Hello,

In upcoming reiser4 we are planning to use page cache to store all file system
meta data. In some cases it is straightforward; for example, bitmaps blocks,
placed on the disk through (almost) equal intervals ask to be bound to special
fake inode and indexed by their disk offsets.

There is one important (most important actually) case where using fake inode
is inconvenient: blocks of internal balanced tree used by reiser4, known as
"formatted nodes". Natural solution of using block number as offset within
some fake inode doesn't pass, because when block size is smaller than page
some blocks mapped to the same page may be either occupied by something other
than formatted nodes, or just be free.

This leads to the following complications:

 1. we cannot simply use block_{read|write}_full_page(), because this will
 waste IO bandwidth: block that doesn't contain formatted node will be read
 into memory. Moreover, this block can be later read again, for example,
 because this is data block of some file and hashed into different place in
 the page cache, creating alias. This will definitely confuse buffer cache;

 2. even is we keep track of what blocks have to be actually read, there still
 will be "internal memory fragmentation", because some parts of page cache
 pages will be unused.

In brief, formatted nodes form a tree and because of this don't fit into
<inode, offset> hashing scheme---there is no linear ordering among them.

Moreover, formatted node is never looked up in the page cache by its block
number, because for each formatted node in memory there is special data
structure (znode) and znodes are hashed in the hash table anyway.

So, all functionality that we need from the page cache is memory allocator
with attached memory pressure hooks (I guess, this is close to what Hans
called "sub-cache" in lkml discussions on this topic).
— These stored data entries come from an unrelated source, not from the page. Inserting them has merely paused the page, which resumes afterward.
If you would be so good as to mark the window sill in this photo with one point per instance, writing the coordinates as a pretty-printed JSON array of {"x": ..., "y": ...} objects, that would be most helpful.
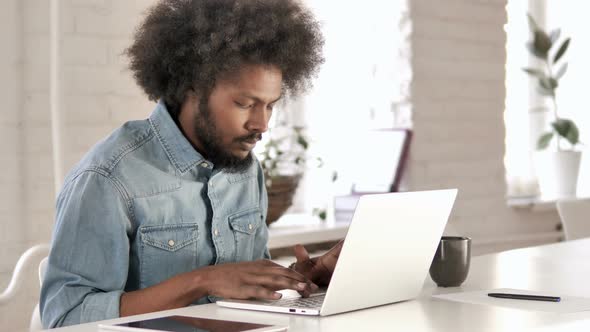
[
  {"x": 299, "y": 228},
  {"x": 533, "y": 203},
  {"x": 536, "y": 203}
]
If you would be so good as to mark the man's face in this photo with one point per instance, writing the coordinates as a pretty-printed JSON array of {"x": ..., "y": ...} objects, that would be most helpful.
[{"x": 226, "y": 127}]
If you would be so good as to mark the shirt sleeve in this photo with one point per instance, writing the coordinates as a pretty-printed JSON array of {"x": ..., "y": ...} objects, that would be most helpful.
[{"x": 89, "y": 258}]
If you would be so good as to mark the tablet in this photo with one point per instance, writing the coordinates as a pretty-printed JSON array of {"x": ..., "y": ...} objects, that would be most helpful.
[{"x": 192, "y": 324}]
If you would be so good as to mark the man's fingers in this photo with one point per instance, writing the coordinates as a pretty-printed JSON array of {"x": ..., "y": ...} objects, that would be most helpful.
[
  {"x": 276, "y": 282},
  {"x": 301, "y": 253}
]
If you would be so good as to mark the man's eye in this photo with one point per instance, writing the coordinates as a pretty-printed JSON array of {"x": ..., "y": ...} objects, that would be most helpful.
[{"x": 243, "y": 105}]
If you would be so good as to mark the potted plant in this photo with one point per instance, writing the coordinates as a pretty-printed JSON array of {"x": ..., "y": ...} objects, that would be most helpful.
[
  {"x": 557, "y": 170},
  {"x": 283, "y": 159}
]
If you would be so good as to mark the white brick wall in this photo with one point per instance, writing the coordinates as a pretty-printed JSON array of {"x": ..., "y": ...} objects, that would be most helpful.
[
  {"x": 457, "y": 96},
  {"x": 97, "y": 95},
  {"x": 457, "y": 93}
]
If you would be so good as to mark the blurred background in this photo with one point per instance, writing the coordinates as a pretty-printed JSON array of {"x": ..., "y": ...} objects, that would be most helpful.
[{"x": 448, "y": 70}]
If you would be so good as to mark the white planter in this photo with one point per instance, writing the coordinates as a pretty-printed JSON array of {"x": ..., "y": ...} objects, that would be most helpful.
[{"x": 557, "y": 173}]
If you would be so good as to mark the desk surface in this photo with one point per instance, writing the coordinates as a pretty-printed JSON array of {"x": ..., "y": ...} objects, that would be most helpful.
[{"x": 562, "y": 268}]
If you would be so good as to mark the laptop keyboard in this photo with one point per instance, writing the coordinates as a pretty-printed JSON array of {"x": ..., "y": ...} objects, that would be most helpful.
[{"x": 299, "y": 302}]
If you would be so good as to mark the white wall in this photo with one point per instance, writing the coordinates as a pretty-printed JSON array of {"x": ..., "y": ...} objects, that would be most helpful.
[
  {"x": 97, "y": 95},
  {"x": 457, "y": 94}
]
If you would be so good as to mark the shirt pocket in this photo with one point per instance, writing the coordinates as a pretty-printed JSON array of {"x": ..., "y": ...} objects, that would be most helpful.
[
  {"x": 245, "y": 224},
  {"x": 167, "y": 250}
]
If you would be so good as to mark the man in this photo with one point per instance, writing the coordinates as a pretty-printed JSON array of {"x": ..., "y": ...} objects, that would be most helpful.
[{"x": 171, "y": 210}]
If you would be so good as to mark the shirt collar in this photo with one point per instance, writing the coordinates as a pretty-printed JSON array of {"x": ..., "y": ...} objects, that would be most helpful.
[{"x": 180, "y": 151}]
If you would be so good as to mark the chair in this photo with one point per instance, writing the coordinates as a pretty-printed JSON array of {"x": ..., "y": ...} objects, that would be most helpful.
[
  {"x": 575, "y": 217},
  {"x": 18, "y": 277}
]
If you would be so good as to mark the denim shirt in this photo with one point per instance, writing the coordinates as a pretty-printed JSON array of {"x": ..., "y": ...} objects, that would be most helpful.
[{"x": 143, "y": 206}]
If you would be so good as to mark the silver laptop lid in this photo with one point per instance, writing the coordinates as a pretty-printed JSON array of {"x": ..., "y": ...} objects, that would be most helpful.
[{"x": 388, "y": 249}]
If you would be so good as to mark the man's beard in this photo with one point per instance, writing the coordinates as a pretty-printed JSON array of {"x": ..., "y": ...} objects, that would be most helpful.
[{"x": 206, "y": 132}]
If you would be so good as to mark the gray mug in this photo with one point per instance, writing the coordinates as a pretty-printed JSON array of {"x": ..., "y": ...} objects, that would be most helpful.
[{"x": 450, "y": 264}]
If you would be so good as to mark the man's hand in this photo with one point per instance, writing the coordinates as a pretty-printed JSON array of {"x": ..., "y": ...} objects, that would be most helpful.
[
  {"x": 318, "y": 269},
  {"x": 259, "y": 279}
]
It seems that we have two solutions:

 1. change page cache to use different indexing for formatted nodes;

 2. implement our own memory allocator sitting directly on the top of
 alloc_pages() and installing proper ->mapping for pages that it grabs.

(2) will only work if generic VM code (e.g., shrink_cache() or
page_launder_zone() in rmap VM) don't depend on particulars of page cache
hashing, that, fortunately, seems to be the case. This approach has following
advantages:

 . we can try to collocate related blocks on the same page, for example
 blocks from the same transaction, of block with similar cache "hotness";

 . we can use blocks larger than page size.

Nikita.